Westerwinden zijn het sterkst in de winter, wanneer de druk boven de pool laag is , en het zwakst in de zomer, wanneer de polaire hogedruk sterkere polaire oostelijke winden creëert. De sterkste westenwinden waaien door de "Roaring Forties", een windzone tussen 40 en 50 graden breedtegraad op het zuidelijk halfrond.
Windkracht 12 staat voor een orkaan, dit komt in ons land bijna nooit voor. Alle stormen in Nederland vanaf windkracht 10 zijn te vinden in de lijst met zware stormen sinds 1910.
Een groot deel van het land ligt onder zeeniveau en wordt doorkruist door een netwerk van rivieren, meren en kanalen . Dit alles betekent dat de lucht het hele jaar door relatief vochtig is. U zult vaak mist en nevel ervaren, vooral in de late herfst en vroege lente.
Bij een oostenwind komt de wind uit het oosten en waait in de richting van het westen. Bij een zuidenwind komt de wind uit het zuiden en waait in de richting van het noorden en bij een westenwind komt de wind uit het westen en waait in de richting van het oosten.

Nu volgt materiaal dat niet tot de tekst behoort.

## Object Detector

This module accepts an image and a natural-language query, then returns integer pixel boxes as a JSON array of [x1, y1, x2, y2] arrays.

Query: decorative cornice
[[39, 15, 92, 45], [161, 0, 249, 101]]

De Loo is een sterke, stoffige, rukwindige, hete en droge zomerwind uit het westen die over de Indo-Gangetische vlakte van Noord-India en Pakistan waait. Hij is vooral sterk in de maanden mei en juni. Vanwege de zeer hoge temperaturen (45 °C–50 °C of 115 °F–120 °F) leidt blootstelling eraan vaak tot dodelijke hitteberoertes.
Tramontana (meteorologie) De gebruikte doorgangen: tramontana: tussen de Pyreneeën, het zuiden van het Centraal Massief en tussen de Monte Coglians en de Karnische Alpen. mistral: tussen het oosten van het Centraal Massief en het westen van de Alpen (de Rhônevallei).